Last week, Zhong Nanshan, a prominent Chinese epidemiologist, predicted that the current second wave of Covid infections would peak at the end of June with around 65 million people infected per week. Doctors in Beijing have told state media that the proportion of serious complications was low, as was the hospitalization rate.
Zhang said external demand for Chinese goods was not supportive of economic recovery, as the United States faces the risk of recession. Recent data showed that China’s exports grew 8.5% in April, down sharply from 14.8% in March, indicating global demand was slowing.
“The sentiment in the financial market is quite bearish,” he said.
Hong Kong stocks fell in response to China’s manufacturing and services data. The Hang Seng Index fell 2.4% to a six-month low in the afternoon session. It’s currently down more than 20% from its January 27 peak.
Japan’s Nikkei 225 (N225) also lost 1.4%. China’s Shanghai Composite Index shed 0.6%. South Korea’s Kospi, meanwhile, erased early gains and edged down 0.3%.
The Chinese yuan, a barometer of investor sentiment, weakened against the US dollar.

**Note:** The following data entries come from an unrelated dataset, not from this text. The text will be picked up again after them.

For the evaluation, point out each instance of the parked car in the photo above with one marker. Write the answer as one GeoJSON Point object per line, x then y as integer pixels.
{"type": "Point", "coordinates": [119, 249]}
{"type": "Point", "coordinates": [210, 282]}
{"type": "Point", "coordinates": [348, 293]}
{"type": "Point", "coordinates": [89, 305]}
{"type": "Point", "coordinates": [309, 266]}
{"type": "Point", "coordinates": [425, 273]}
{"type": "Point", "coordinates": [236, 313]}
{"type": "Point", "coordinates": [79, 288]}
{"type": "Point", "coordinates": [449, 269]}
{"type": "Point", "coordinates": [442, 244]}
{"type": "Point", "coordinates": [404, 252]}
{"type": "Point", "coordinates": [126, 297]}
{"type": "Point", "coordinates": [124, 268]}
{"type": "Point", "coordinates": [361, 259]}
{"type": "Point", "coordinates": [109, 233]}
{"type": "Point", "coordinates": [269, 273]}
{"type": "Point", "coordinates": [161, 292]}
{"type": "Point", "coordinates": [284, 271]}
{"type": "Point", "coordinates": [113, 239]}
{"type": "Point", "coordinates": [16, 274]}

The offshore yuan currently traded at 7.126 per dollar, down 0.5%. The onshore rate dropped 0.4% versus the greenback.
China’s economy experienced an initial burst of activity following the abrupt lifting of pandemic restrictions last year. In the first quarter of this year, GDP expanded 4.5% from a year ago, beating the estimate of 4% growth from a Reuters poll of economists.
But momentum has slowed recently, as retail sales, industrial output and investment for April all missed forecasts by economists. The official manufacturing PMI unexpectedly shrank last month, snapping a three-month streak of expansion in the sector. Activity in the services industry also started cooling down in April.
Deflationary pressure has worsened as consumer prices barely moved during the past few months. Another major concern is the soaring unemployment rate for young people, which hit a record level of 20.4% in April.